On 18th April, Palantir released what many are labelling a manifesto on X, titled The Technological Republic. The post summarises Karp’s book of the same title into twenty-two key points, which include claims that Silicon Valley should be obligated to participate in the defense of the nation and a call for mandatory national conscription. The post also argues that some cultures are “worse, regressive and harmful” and, as such, pluralism should be rejected. Karp goes on to state how hard power based on software will be the key for free and democratic societies to prevail, and that AI, not atomic power, is what the new era of deterrence will be built on, fundamentally positioning Palantir as a key player in the new AI arms race.
However, it is not just states and private software companies that are participating in this race. There is growing concern regarding the proliferation of AI-integrated weapon systems into the hands of terrorists. Between 2018 and September 2024, more than 810 drone attacks were carried out by non-state actors. First-person vision (FPV) drones are increasingly being used to carry out drone strikes in West Africa. An al-Qaeda affiliate in Burkina Faso and Mali has conducted at least 69 drone strikes since 2023, while two Islamic State affiliates have carried out at least 20 strikes, primarily in Nigeria.
In October 2023, a terrorist attack in Syria utilised explosive-laden drones to kill over 89 soldiers and civilians and wound at least 240 others. According to the 2026 Global Terrorism Index, the Revolutionary Armed Forces of Colombia (FARC) and the National Liberation Army (ELN) have adopted drone warfare, taking direct inspiration from innovation in Ukraine, with 77 attacks recorded between 2024 and 2025, killing 10 people and wounding over 134.
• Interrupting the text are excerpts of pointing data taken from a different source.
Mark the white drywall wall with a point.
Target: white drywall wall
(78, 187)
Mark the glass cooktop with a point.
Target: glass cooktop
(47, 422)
According to ACLED, while only 10 non-state armed groups had access to drone weaponry in 2010, 469 groups deployed drones in attacks in 2025 across 17 countries, with 58 groups doing so for the first time this year. The development of autonomous weapon systems risks this same democratisation. Drones are developing at a rapid rate, and the proliferation of advancing technologies into terrorists’ hands has been historically consistent, as they become more accessible and if these capabilities offer low barriers to entry. Paul Scharre, an autonomous weapons expert, believes that we are possibly entering a future where the “technology to build lethal autonomous weapons is available to not only nation-states but to individuals as well”.
There are historical precedents visible in the AI arms race. Private industry has long been intertwined with defense and advances in technology have consistently reshaped the conduct of war and the actors with the capabilities to partake in it. However, the pace and nature of AI integration presents a distinct challenge. Military capabilities are evolving faster than the legal and governance frameworks designed to regulate them, and the role of human judgement within these systems is becoming less certain. Whether humans will maintain meaningful oversight over weapon systems, or simply serve as a rubber stamp that approves automated decision-making, is becoming increasingly unclear as the AI arms race intensifies.